A combination between Hydroponics (growing plants with water and no soil) and Aquaculture (raising marine life n captivity)
California is facing one of its worst droughts in recorded history. Farmers all over California, of both meat and plants, are seeing crop failures in epic numbers. What if there was a method, a closed-water-cycle system that could change all of that?
There is… and its called aquaponics.
In its most basic essence, aquaponics is using live fish (waste) to grow plants and vegetables in a recyclable water system. Aquaponics is a symbiotic combination of hydroponics (growing plants without soil) and aquaculture (raising marine life in captivity).
While the science of aquaponics may seem to be relatively new, it is in fact an ancient and almost forgotten practice. The ancient Aztecs were the first culture we know of to practice aquaponics, and evidence exists that the practice has been used in the rice paddies of China for thousands of years.
Aquaponics is a relatively simple system to understand; however, it can get very complicated when the chemistry of the system is taken into consideration. An aquarium (varying in size from your home tank to large industrial warehouses) holds fish that are fed an organic, protein-rich diet which then in passing creates waste in the water. This waste is primarily composed of nitrogen and ammonia, but the bad news is that these compounds, if left unfiltered, will build to toxic levels and kill the fish and whatever else is in the tank. The good news is that these compounds are exactly what most vegetative plants need to grow and flourish.
Once the fish have been in the water for a little while and dirtied it up, the water is pumped up and out of the fish tank and into the hydroponic growing medium that is holding the plants, where it flows and filters through the roots of the plants. With the help of billions of bacteria in the growing medium, nitrogen is broken down into nitrites and nitrates which the plants then absorb.
The longer the water flows through the roots of the plants, the more the bacteria breaks down the nitrogen, thus the cleaner the water gets. Once the water has reached the end of the growing system, either through the use of gravity or various pumps, it then flows back into the fish tank as virtually clean filtered water.
Without the need for adding large amounts of expensive artificial nutrients for the plants or changing/dumping dirty water, aquaponics is a perfect closed circular system which, by all definitions, is completely organic. It is the best growing system for replicating what nature does on its own. Additionally, because we are adding less and less components to the system over time, and the fish end up reproducing by themselves eventually, the chances of introduced diseases becomes less and less.
The most popular fish used in freshwater aquaponics are talapia because of how quickly they grow and their general aesthetics. They can be harvested in as little as eight to nine months and can reach 1.5 pounds. They are incredibly hardy and can withstand pretty high levels of nitrogen and fluctuating pH levels. However, most fish that grow in the wild can be grown in an aquaponic system, including trout, catfish, prawns, crayfish, carp, koi and various snails. Additionally, most plants can thrive in the system too, provided that they get the necessary (sun) light to photosynthesize and are appropriately pollinated. Saltwater aquaponics, while still in our infancy of understanding, is a viable option to grow rare seaweeds and various sea grasses while growing shrimp, lobster, bass, cod etc.
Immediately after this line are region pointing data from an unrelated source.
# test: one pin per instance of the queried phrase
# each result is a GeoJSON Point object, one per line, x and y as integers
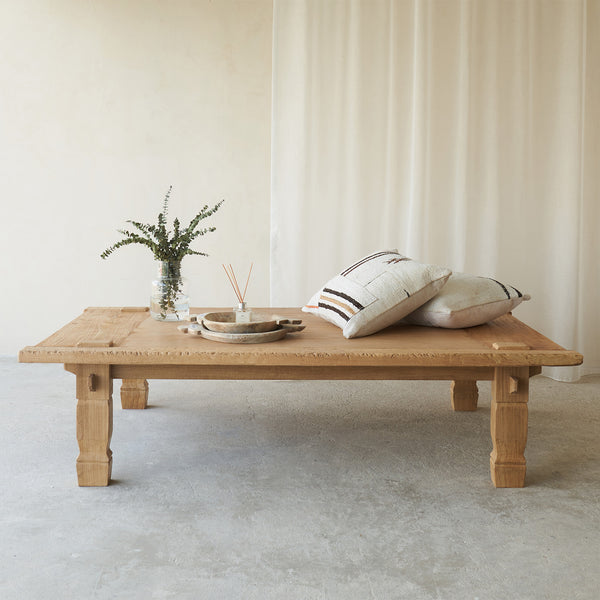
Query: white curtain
{"type": "Point", "coordinates": [464, 133]}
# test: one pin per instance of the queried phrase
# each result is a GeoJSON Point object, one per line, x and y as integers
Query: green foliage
{"type": "Point", "coordinates": [166, 246]}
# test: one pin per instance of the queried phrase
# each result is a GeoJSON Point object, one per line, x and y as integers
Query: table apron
{"type": "Point", "coordinates": [262, 372]}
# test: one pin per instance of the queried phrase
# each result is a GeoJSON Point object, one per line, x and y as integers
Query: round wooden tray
{"type": "Point", "coordinates": [240, 338]}
{"type": "Point", "coordinates": [224, 322]}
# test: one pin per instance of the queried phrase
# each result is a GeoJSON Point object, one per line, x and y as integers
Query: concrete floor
{"type": "Point", "coordinates": [297, 490]}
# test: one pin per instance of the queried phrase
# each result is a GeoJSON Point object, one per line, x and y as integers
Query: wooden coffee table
{"type": "Point", "coordinates": [104, 344]}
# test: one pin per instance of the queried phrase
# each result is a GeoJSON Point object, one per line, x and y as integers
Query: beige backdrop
{"type": "Point", "coordinates": [105, 104]}
{"type": "Point", "coordinates": [464, 133]}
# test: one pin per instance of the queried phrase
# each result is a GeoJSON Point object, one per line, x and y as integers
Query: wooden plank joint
{"type": "Point", "coordinates": [95, 344]}
{"type": "Point", "coordinates": [510, 346]}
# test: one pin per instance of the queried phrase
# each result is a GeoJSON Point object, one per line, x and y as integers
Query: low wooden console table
{"type": "Point", "coordinates": [104, 344]}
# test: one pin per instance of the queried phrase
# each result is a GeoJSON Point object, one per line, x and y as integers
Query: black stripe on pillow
{"type": "Point", "coordinates": [345, 297]}
{"type": "Point", "coordinates": [366, 259]}
{"type": "Point", "coordinates": [502, 286]}
{"type": "Point", "coordinates": [335, 310]}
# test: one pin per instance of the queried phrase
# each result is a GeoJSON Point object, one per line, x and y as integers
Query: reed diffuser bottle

Because of the way the system constantly runs, with nutrient-rich water being pumped into the grow beds 24 hours a day, the plants grow and vegetate extremely quickly. With the right kind of manipulated light, we can create an artificial ecosystem that runs nearly as perfect as nature intended, with each component in the system helping the next one out.
An aquaponic system is much like a great bottle of wine; the older it gets, the better it gets. Vegetable yields increase dramatically the older the system gets, because the fish get bigger and create more waste, and the build-up of beneficial bacteria increases, which helps break down the waste even quicker. Growers have seen their yields increase by up to 30-40% in the second year of the system running. With the added component of solar power, a completely off-grid system can be created.
1 – Because fish are being used to create all the nutrients the plants need, the $$ savings can be huge, depending on how big the system is.
2 – Because the water is constantly being cleaned and filtered by the plants, there is no need to dump it, which not only saves $$ but also saves the planet!
3 – An added revenue stream is created by way of the fish that are being grown, which can be applied to offset the cost of initial setup.
4 – The longer the system runs, the better it will get at maintaining itself, thus maintenance costs are reduced the longer the system runs.